Die Burgruine Kirchberg an der Hainleite ist eine mittelalterliche Befestigung auf einem Bergkamm zwischen zwei Tälern in Thüringen. Die Reste zeigen noch heute die Struktur einer großen Ringmauer mit einem runden Wehrturm, der über die Landschaft hinausragt.
Die Festung entstand im 12. Jahrhundert und diente den Grafen von Kirchberg über ein Jahrhundert lang als Sitz. Im 13. Jahrhundert wechselte die Herrschaft teilweise zu anderen Adelsfamilien, wodurch die Bedeutung des Ortes allmählich sank.
Die Ruine trägt den Namen der Grafen von Kirchberg, die hier lange Zeit herrschten und das Gebiet prägten. Der Ort erzählt von mittelalterlicher Herrschaft, die Besucher in den Landschaften ringsum noch heute nachempfinden können.
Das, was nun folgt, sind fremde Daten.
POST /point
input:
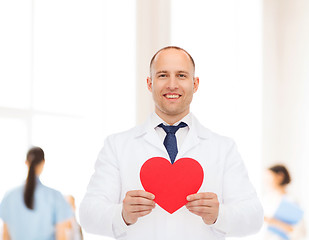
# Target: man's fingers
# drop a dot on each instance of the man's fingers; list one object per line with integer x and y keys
{"x": 141, "y": 193}
{"x": 202, "y": 195}
{"x": 141, "y": 208}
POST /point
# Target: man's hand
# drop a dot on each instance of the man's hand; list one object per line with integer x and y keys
{"x": 205, "y": 205}
{"x": 137, "y": 203}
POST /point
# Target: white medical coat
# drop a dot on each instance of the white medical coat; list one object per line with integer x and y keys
{"x": 117, "y": 171}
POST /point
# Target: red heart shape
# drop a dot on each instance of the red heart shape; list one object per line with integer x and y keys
{"x": 171, "y": 183}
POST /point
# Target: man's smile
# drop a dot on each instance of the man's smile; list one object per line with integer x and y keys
{"x": 172, "y": 95}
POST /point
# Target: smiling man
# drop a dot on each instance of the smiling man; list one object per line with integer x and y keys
{"x": 116, "y": 205}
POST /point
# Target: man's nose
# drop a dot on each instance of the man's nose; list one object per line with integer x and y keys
{"x": 173, "y": 82}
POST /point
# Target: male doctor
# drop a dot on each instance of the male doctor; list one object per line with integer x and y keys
{"x": 116, "y": 205}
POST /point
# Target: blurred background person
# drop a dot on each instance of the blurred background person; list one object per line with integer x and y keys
{"x": 73, "y": 230}
{"x": 34, "y": 211}
{"x": 283, "y": 215}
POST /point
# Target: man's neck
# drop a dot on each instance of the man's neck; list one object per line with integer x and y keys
{"x": 171, "y": 119}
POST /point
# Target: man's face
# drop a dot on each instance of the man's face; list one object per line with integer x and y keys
{"x": 172, "y": 83}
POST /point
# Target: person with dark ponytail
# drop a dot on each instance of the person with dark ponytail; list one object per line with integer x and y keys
{"x": 283, "y": 215}
{"x": 34, "y": 211}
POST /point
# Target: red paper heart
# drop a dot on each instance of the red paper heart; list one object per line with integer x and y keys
{"x": 171, "y": 183}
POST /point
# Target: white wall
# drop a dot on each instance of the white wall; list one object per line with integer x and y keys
{"x": 286, "y": 81}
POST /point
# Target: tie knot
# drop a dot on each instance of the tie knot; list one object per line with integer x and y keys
{"x": 172, "y": 129}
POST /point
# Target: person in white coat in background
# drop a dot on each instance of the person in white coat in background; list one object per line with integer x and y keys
{"x": 115, "y": 203}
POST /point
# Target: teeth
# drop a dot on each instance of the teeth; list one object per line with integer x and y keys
{"x": 172, "y": 96}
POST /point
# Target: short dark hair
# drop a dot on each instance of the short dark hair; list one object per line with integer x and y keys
{"x": 35, "y": 156}
{"x": 171, "y": 47}
{"x": 281, "y": 169}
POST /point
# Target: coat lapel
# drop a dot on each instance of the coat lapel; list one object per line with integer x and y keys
{"x": 149, "y": 134}
{"x": 195, "y": 135}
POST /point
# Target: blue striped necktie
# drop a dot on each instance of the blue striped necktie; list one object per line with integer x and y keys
{"x": 170, "y": 141}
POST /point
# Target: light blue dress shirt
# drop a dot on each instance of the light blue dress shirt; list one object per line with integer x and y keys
{"x": 50, "y": 208}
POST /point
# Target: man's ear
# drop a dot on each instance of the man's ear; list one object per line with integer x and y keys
{"x": 196, "y": 83}
{"x": 149, "y": 84}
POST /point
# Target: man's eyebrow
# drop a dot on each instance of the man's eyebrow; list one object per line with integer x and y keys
{"x": 162, "y": 71}
{"x": 181, "y": 71}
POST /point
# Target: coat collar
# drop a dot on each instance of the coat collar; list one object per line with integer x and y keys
{"x": 195, "y": 134}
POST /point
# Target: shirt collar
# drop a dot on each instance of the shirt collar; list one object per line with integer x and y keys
{"x": 155, "y": 120}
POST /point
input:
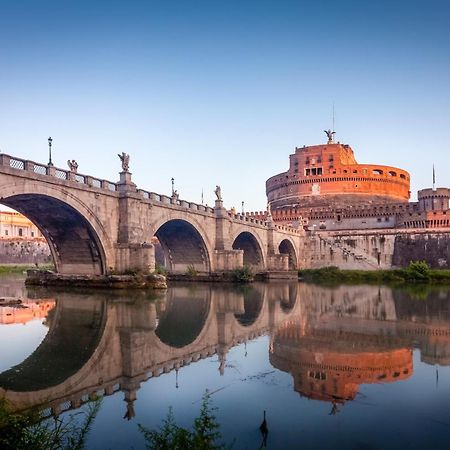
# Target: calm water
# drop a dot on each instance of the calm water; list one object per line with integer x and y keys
{"x": 354, "y": 367}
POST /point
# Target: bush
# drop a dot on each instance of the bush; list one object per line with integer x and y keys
{"x": 170, "y": 436}
{"x": 160, "y": 270}
{"x": 243, "y": 274}
{"x": 28, "y": 431}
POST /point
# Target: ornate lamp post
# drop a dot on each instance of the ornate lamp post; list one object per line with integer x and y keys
{"x": 50, "y": 140}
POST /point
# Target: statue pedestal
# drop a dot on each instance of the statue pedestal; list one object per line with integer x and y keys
{"x": 125, "y": 183}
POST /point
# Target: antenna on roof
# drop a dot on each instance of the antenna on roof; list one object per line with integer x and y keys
{"x": 332, "y": 128}
{"x": 434, "y": 179}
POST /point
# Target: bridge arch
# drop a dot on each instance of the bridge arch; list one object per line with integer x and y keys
{"x": 252, "y": 247}
{"x": 287, "y": 247}
{"x": 184, "y": 317}
{"x": 77, "y": 240}
{"x": 184, "y": 246}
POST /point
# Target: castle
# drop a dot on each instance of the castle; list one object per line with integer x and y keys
{"x": 326, "y": 189}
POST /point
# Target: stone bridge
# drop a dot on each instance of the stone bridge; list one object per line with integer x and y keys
{"x": 99, "y": 344}
{"x": 98, "y": 227}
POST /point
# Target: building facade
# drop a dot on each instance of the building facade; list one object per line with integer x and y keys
{"x": 15, "y": 225}
{"x": 326, "y": 189}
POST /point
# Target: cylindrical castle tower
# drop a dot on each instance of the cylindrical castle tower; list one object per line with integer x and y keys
{"x": 329, "y": 176}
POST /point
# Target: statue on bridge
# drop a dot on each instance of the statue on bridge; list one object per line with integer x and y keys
{"x": 329, "y": 134}
{"x": 125, "y": 158}
{"x": 218, "y": 193}
{"x": 73, "y": 165}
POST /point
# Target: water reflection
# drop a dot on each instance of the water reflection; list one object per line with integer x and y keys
{"x": 330, "y": 340}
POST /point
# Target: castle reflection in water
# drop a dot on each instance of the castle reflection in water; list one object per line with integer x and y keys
{"x": 331, "y": 340}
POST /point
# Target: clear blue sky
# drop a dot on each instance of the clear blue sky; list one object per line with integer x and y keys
{"x": 221, "y": 91}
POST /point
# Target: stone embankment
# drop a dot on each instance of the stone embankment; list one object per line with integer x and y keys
{"x": 24, "y": 251}
{"x": 48, "y": 278}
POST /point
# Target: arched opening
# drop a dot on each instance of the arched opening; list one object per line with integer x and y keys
{"x": 252, "y": 306}
{"x": 74, "y": 333}
{"x": 75, "y": 246}
{"x": 287, "y": 248}
{"x": 288, "y": 303}
{"x": 252, "y": 251}
{"x": 183, "y": 246}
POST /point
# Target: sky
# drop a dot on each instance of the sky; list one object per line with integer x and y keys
{"x": 220, "y": 92}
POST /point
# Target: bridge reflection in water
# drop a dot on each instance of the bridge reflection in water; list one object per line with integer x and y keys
{"x": 330, "y": 340}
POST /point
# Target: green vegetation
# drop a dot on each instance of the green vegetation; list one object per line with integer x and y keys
{"x": 416, "y": 272}
{"x": 204, "y": 435}
{"x": 160, "y": 270}
{"x": 27, "y": 431}
{"x": 243, "y": 274}
{"x": 13, "y": 269}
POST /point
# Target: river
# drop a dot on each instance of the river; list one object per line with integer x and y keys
{"x": 343, "y": 367}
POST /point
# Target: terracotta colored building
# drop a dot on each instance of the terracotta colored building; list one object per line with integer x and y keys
{"x": 14, "y": 225}
{"x": 325, "y": 188}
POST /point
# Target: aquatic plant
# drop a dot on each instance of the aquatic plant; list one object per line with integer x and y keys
{"x": 204, "y": 435}
{"x": 25, "y": 431}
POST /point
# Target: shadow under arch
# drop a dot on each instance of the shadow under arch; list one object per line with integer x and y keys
{"x": 183, "y": 247}
{"x": 286, "y": 247}
{"x": 74, "y": 244}
{"x": 252, "y": 307}
{"x": 287, "y": 303}
{"x": 74, "y": 335}
{"x": 253, "y": 256}
{"x": 185, "y": 315}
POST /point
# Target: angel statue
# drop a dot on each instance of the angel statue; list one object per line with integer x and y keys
{"x": 218, "y": 193}
{"x": 329, "y": 134}
{"x": 125, "y": 158}
{"x": 73, "y": 165}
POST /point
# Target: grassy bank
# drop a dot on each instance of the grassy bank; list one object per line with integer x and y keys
{"x": 20, "y": 268}
{"x": 416, "y": 272}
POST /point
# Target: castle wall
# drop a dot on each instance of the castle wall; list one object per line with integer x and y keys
{"x": 377, "y": 249}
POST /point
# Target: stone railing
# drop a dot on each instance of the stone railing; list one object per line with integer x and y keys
{"x": 165, "y": 199}
{"x": 51, "y": 171}
{"x": 248, "y": 219}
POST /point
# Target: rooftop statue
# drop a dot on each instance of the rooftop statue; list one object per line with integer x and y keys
{"x": 218, "y": 193}
{"x": 73, "y": 165}
{"x": 329, "y": 134}
{"x": 125, "y": 158}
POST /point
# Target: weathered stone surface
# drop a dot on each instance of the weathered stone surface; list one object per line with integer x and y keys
{"x": 24, "y": 251}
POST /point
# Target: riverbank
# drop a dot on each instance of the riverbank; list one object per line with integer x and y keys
{"x": 416, "y": 272}
{"x": 48, "y": 278}
{"x": 6, "y": 269}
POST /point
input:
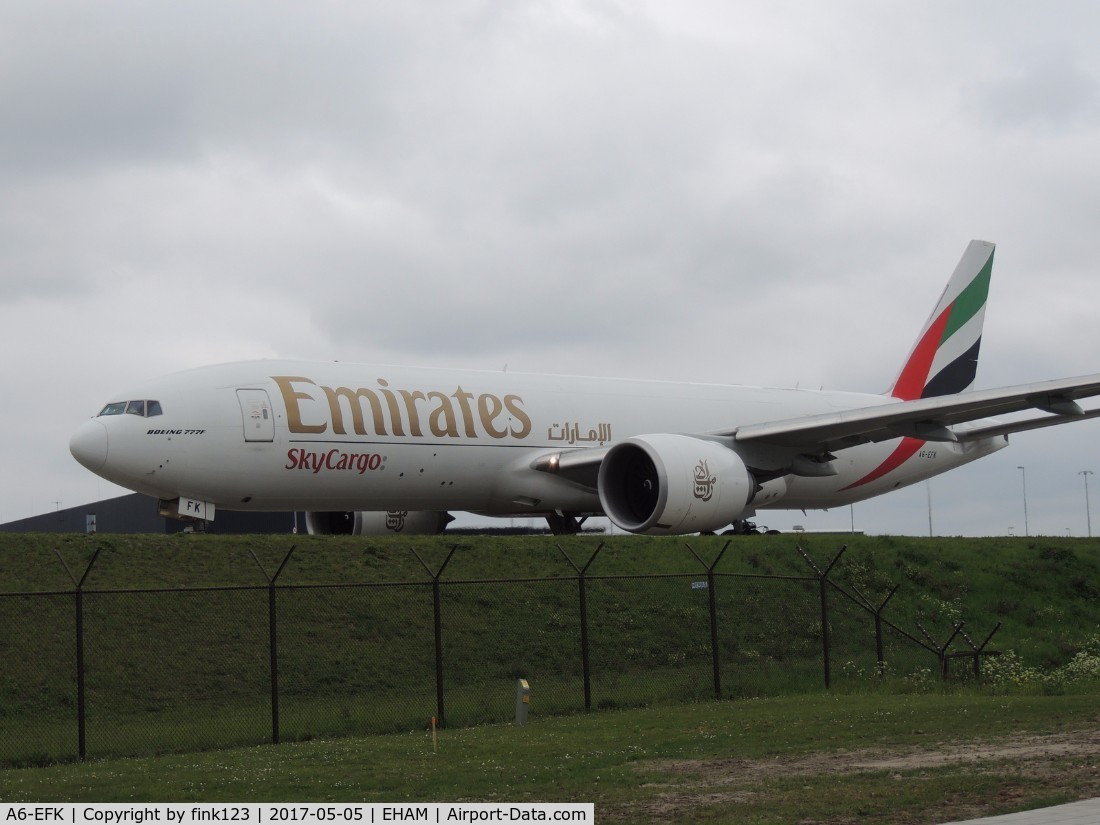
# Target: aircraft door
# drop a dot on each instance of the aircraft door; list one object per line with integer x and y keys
{"x": 257, "y": 415}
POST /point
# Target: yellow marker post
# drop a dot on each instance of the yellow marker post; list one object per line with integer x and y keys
{"x": 523, "y": 701}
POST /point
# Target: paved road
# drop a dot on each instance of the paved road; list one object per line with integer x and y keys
{"x": 1075, "y": 813}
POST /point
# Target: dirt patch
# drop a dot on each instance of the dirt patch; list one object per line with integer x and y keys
{"x": 699, "y": 783}
{"x": 1026, "y": 748}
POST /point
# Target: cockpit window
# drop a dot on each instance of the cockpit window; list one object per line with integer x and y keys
{"x": 142, "y": 407}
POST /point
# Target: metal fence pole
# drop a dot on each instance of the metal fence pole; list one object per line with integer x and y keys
{"x": 823, "y": 582}
{"x": 81, "y": 716}
{"x": 437, "y": 602}
{"x": 713, "y": 600}
{"x": 273, "y": 637}
{"x": 582, "y": 585}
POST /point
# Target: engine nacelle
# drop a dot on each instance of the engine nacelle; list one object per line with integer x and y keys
{"x": 669, "y": 484}
{"x": 377, "y": 523}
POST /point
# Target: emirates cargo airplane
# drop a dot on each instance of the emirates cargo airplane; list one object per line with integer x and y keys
{"x": 366, "y": 449}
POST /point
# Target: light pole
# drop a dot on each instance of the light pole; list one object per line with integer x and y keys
{"x": 1088, "y": 514}
{"x": 1023, "y": 472}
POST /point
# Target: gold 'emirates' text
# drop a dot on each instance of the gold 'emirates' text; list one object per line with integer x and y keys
{"x": 385, "y": 411}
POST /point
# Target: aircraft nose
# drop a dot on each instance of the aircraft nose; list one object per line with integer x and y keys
{"x": 88, "y": 444}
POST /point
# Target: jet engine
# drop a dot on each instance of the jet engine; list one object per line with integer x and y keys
{"x": 377, "y": 523}
{"x": 668, "y": 484}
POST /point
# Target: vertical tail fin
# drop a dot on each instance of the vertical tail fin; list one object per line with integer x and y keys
{"x": 944, "y": 360}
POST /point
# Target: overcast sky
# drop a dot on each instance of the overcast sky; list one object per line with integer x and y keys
{"x": 766, "y": 193}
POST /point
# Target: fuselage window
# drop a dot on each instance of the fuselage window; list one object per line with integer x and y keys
{"x": 143, "y": 408}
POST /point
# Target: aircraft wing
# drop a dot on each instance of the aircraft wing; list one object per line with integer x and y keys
{"x": 930, "y": 419}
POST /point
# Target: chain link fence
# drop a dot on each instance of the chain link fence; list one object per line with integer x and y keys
{"x": 90, "y": 672}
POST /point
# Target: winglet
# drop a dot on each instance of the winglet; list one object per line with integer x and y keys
{"x": 944, "y": 360}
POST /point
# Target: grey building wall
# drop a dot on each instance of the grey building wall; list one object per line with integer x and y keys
{"x": 138, "y": 513}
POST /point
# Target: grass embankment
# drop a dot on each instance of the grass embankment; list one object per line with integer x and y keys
{"x": 182, "y": 670}
{"x": 826, "y": 758}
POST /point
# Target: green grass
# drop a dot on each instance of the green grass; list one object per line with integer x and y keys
{"x": 776, "y": 760}
{"x": 178, "y": 670}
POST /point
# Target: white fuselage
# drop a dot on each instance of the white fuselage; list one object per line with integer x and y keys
{"x": 296, "y": 436}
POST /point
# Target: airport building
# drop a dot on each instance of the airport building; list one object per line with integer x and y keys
{"x": 138, "y": 513}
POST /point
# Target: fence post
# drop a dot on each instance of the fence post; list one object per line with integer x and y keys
{"x": 979, "y": 650}
{"x": 583, "y": 595}
{"x": 273, "y": 636}
{"x": 438, "y": 616}
{"x": 81, "y": 717}
{"x": 823, "y": 583}
{"x": 877, "y": 612}
{"x": 713, "y": 598}
{"x": 942, "y": 649}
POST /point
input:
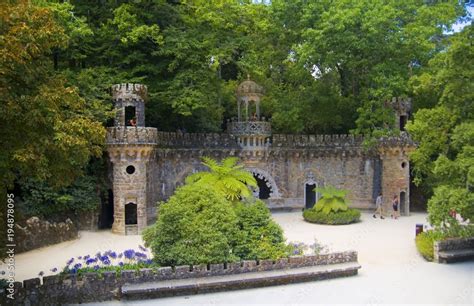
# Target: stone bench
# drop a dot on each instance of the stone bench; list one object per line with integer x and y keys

Der Ort ist von der Westseite des Dorfes Straussberg aus erreichbar, wo Wanderer in wenigen Minuten die Ruine erreichen. Besucher sollten beachten, dass das Gelande aus Sicherheitsgrunden teilweise gesperrt sein kann und man auf Hinweisschilder achten sollte.
Unter den Trümmern fanden Archäologen im 20. Jahrhundert Massengräber mit menschlichen Überresten, die auf dramatische Ereignisse aus vergangenen Zeiten hinweisen. Diese Funde deuten darauf hin, dass der Ort nicht nur Sitz von Macht, sondern auch Ort von Leid war.